3. Test of inhibitory Effect of different Bacillus on Microcystis
(one) test site: the experiments were performed in the laboratories of the Tianjin Kun He Biotechnology group, Inc.
(1) Sources of microcystis to be tested: the microcystis is collected from an aquaculture pond in Temple town of West district of Tianjin City, and is separated and purified by company researchers for research.
(2) B, bacillus agent: bacillus subtilis was obtained by the method of step (1) of example 1; bacillus amyloliquefaciens was obtained by the method of step (2) of example 1.
(II) test method
(1) Culture of microcystis
The microcystis solution is inoculated into BG11 culture solution (500mL triangular flask) which is sterilized in advance according to the inoculation amount of 5%. The culture conditions were: the temperature is 28 ℃, the illumination intensity is 1000lx, and the illumination cycle time is 14 h: 10h, pH 7.8 + -0.2, culturing microcystis for 7 days, shaking for 3 times every day.
(2) Test protocol
With different bacillus agents: experiments for inhibiting microcystis by using a single bacillus subtilis microbial agent (1 test unit), a single bacillus amyloliquefaciens microbial agent (2 test unit), a mixed bacillus subtilis and bacillus amyloliquefaciens microbial agent (3 test unit) and a mixed bacillus subtilis, bacillus amyloliquefaciens and bacillus licheniformis microbial agent (4 test unit), wherein the experimental concentrations and the amounts are shown in the following table.

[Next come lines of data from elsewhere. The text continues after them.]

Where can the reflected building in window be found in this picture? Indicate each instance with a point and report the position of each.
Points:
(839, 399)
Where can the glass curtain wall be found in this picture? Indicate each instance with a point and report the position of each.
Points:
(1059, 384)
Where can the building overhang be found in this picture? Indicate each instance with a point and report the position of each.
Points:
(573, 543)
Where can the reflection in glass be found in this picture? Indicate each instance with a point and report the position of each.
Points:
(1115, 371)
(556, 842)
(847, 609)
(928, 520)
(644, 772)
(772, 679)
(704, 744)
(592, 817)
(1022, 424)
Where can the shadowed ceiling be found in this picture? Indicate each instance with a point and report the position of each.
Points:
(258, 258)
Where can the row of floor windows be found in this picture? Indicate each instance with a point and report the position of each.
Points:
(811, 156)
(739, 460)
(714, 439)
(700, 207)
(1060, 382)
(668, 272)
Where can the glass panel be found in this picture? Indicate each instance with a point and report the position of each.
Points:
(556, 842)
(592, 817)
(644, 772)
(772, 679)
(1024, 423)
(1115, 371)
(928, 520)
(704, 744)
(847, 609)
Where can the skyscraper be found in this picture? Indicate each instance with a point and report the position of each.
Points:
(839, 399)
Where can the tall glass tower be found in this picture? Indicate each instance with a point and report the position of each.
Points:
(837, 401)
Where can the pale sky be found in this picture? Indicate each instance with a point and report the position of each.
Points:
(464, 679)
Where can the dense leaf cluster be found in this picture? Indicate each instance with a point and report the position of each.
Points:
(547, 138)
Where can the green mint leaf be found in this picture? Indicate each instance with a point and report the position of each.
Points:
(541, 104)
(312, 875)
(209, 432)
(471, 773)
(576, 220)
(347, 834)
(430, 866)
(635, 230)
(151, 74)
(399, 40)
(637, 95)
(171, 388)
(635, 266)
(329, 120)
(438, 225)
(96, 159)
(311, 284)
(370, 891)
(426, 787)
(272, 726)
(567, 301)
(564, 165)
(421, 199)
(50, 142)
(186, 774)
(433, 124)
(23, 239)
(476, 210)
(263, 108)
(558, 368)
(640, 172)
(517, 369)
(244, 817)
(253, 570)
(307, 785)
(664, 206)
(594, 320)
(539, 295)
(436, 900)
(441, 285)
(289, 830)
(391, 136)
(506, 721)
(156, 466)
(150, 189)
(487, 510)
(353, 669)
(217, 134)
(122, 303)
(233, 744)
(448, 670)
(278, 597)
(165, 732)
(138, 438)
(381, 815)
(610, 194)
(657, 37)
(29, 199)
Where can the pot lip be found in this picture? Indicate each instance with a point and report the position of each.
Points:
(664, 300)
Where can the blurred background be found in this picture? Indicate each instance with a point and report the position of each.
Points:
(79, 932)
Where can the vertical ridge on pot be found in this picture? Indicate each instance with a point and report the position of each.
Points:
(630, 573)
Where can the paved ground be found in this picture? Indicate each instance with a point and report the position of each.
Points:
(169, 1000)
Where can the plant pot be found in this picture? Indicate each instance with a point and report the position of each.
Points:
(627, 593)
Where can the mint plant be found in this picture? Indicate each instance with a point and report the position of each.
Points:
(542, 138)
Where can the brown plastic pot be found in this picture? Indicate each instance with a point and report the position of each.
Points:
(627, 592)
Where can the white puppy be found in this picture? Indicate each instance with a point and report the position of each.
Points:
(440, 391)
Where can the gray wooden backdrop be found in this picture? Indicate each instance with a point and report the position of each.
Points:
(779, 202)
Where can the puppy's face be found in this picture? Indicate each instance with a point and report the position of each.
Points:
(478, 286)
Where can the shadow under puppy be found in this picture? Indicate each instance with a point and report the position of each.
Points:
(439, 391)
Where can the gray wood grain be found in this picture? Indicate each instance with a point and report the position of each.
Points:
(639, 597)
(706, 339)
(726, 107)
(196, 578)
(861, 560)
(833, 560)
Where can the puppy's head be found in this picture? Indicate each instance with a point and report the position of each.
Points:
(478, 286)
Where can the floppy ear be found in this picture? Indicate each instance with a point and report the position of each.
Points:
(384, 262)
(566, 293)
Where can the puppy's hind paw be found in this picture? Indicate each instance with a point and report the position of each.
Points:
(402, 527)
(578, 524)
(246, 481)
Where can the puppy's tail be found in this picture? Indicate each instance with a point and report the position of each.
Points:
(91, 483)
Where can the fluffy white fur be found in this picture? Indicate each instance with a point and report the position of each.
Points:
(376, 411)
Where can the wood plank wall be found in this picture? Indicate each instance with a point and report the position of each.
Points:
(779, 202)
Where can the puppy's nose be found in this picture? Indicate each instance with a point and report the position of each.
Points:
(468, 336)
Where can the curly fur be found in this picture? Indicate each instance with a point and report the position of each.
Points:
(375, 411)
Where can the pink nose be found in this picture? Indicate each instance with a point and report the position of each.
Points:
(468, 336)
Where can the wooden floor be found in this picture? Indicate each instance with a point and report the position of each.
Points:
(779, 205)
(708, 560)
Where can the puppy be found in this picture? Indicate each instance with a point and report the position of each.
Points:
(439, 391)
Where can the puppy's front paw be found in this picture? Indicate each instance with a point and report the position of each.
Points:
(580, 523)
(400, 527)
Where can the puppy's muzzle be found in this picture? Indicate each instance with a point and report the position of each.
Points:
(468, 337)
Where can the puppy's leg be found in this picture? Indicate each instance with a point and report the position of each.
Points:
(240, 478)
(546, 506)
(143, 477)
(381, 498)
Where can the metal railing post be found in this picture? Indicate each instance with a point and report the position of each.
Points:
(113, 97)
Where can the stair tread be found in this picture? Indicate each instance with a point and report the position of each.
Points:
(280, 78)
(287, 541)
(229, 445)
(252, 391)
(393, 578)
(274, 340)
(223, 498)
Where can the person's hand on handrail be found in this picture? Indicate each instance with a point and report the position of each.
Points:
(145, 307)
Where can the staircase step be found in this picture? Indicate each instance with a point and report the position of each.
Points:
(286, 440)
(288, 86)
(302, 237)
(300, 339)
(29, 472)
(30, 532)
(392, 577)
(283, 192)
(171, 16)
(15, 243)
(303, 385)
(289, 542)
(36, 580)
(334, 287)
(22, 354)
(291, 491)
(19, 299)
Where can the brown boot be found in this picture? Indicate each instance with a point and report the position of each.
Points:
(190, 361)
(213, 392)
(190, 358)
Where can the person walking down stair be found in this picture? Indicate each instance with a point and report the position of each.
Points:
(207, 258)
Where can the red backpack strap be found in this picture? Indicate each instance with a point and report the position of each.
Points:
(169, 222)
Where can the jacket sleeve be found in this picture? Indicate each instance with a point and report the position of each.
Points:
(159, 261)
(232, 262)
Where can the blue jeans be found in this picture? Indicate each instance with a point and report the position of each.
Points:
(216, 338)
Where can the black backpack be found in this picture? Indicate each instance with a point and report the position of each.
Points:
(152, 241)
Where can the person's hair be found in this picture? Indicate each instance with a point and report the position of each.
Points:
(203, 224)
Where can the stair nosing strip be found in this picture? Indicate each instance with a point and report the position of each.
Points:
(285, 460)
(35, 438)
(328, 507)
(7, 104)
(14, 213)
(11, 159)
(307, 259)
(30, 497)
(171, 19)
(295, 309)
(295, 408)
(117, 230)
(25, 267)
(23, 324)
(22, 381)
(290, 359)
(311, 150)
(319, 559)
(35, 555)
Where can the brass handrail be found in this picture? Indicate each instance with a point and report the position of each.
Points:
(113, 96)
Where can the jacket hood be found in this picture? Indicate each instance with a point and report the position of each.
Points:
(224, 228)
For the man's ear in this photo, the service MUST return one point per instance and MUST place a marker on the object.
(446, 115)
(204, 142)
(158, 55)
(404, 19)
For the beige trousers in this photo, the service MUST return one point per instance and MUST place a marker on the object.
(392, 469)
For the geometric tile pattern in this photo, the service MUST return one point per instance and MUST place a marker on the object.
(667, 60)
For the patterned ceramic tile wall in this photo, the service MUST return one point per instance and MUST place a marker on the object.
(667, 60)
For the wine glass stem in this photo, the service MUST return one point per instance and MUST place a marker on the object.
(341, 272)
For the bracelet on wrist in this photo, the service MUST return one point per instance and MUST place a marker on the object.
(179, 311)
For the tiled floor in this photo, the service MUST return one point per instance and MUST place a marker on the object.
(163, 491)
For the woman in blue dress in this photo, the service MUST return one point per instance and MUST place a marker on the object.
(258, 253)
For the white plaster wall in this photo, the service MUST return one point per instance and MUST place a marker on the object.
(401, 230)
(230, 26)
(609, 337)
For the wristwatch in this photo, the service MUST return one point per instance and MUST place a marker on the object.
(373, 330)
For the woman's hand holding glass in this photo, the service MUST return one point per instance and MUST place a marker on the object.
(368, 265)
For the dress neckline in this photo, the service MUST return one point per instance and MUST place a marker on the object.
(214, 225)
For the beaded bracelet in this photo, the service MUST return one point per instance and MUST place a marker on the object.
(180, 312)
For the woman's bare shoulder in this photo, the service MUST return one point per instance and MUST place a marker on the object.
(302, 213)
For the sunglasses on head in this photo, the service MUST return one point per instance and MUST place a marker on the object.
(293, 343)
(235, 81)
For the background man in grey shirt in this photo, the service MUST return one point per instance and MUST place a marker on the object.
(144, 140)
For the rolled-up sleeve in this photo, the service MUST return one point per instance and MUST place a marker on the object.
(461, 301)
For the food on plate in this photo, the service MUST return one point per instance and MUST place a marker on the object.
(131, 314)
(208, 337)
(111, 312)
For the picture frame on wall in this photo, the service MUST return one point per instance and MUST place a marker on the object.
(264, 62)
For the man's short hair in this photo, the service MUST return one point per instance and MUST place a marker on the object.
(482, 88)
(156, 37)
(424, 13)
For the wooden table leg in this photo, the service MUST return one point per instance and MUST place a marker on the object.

The experiment was divided into 4 groups of 3 replicates each, totaling 12 500mL triangular flasks. The test was carried out for 8 days, and the amount of microcystis per group was measured with a hemocytometer at regular intervals every day and recorded.
The method for counting the pretreated microcystis comprises the following steps: firstly, quantitatively taking 1mL of water sample of water containing microcystis, filtering the collected water sample by a microporous filter membrane with the aperture of about 0.45 micrometer, and suspending a microcystis group sample attached to the microporous filter membrane after filtration in a container containing 100mL 10-3A250 mL triangular flask containing mol/L EDTA solution is added with 20 small glass beads, and the mixture is placed in a vibrator at 200rpm to vibrate for 20min, and then counted.
And finally, subtracting the data of the 8d from the initial data to obtain difference values of different groups, and then averaging the difference values of each unit to obtain the average difference value of the unit.
The results of the tests are given in the following table: (unit is:. times.10)8cfu/L)
Test results and analysis
Through the test of the inhibition effect of different bacillus species on microcystis, it can be seen that in the same number of different strains, no matter single bacillus subtilis (the average difference of the first unit is 15.32) or bacillus amyloliquefaciens (the average difference of the second unit is 13.86) has the inhibition effect on the growth of the microcystis, but only the combination effect of the bacillus subtilis and the bacillus amyloliquefaciens (the average difference of the third unit is 16.86) is the best, and the growth of the microcystis can be obviously inhibited.